13FSCW第11号
2014年1月23日


消費者問題担当大臣 森まさ子様
消費者庁長官 阿南久様


食の安全・監視市民委員会
代表 神山美智子


製造所固有記号廃止を求める意見書


 私たち「食の安全・監視市民委員会」は、食の安全問題を調査し、政府や事業者に様々な意見・要望等を行うことを目的として、2003年に設立された市民団体です。

群馬県にあるマルハニチログループのアクリフーズ社製冷凍食品から高濃度の農薬マラチオンが検出され、体調不良を訴える人が続出し、同社が自主回収しています。しかし回収率は非常に低く、現在も家庭の冷凍庫に大量に残っている危険性があります。

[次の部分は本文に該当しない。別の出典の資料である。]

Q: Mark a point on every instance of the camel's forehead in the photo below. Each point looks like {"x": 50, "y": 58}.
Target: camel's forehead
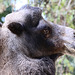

同社の回収方針に問題があることは間違いありませんが、他のメーカーやスーパーマーケットなどのプライベートブランド商品には、製造所固有記号しか記載されていないので、購入した冷凍食品がアクリフーズ群馬工場製であることに消費者が気づかないという事例も数多くあると推察されます。
 本来食品衛生法に基づく表示基準(内閣府令第45号第1条第2項)では、製造所の所在地と製造者の氏名を記載することになっているのに、例外として、予め消費者庁長官に届け出た製造所固有記号を記載することで、製造所所在地及び氏名の記載を省略できるとされています。
 このような制度は消費者にまったく理解されていません。

また、今回学校給食のノロウイルス感染で判明したヤタローグループの株式会社宝福製のパンについても、報道に出てくるのは宝福でありながら、販売店としてヤタローが記載されているので、報道で知り得た会社名と実際の商品の会社名が一致しません。
消費者庁も製造所固有記号制度を見直すと報道されていますが、消費者の生命及び健康を保護するため、早急に製造所固有記号という例外規定を廃止し、表示規則の原則に立ち戻って、製造所の所在地と氏名を表示させることを要望します。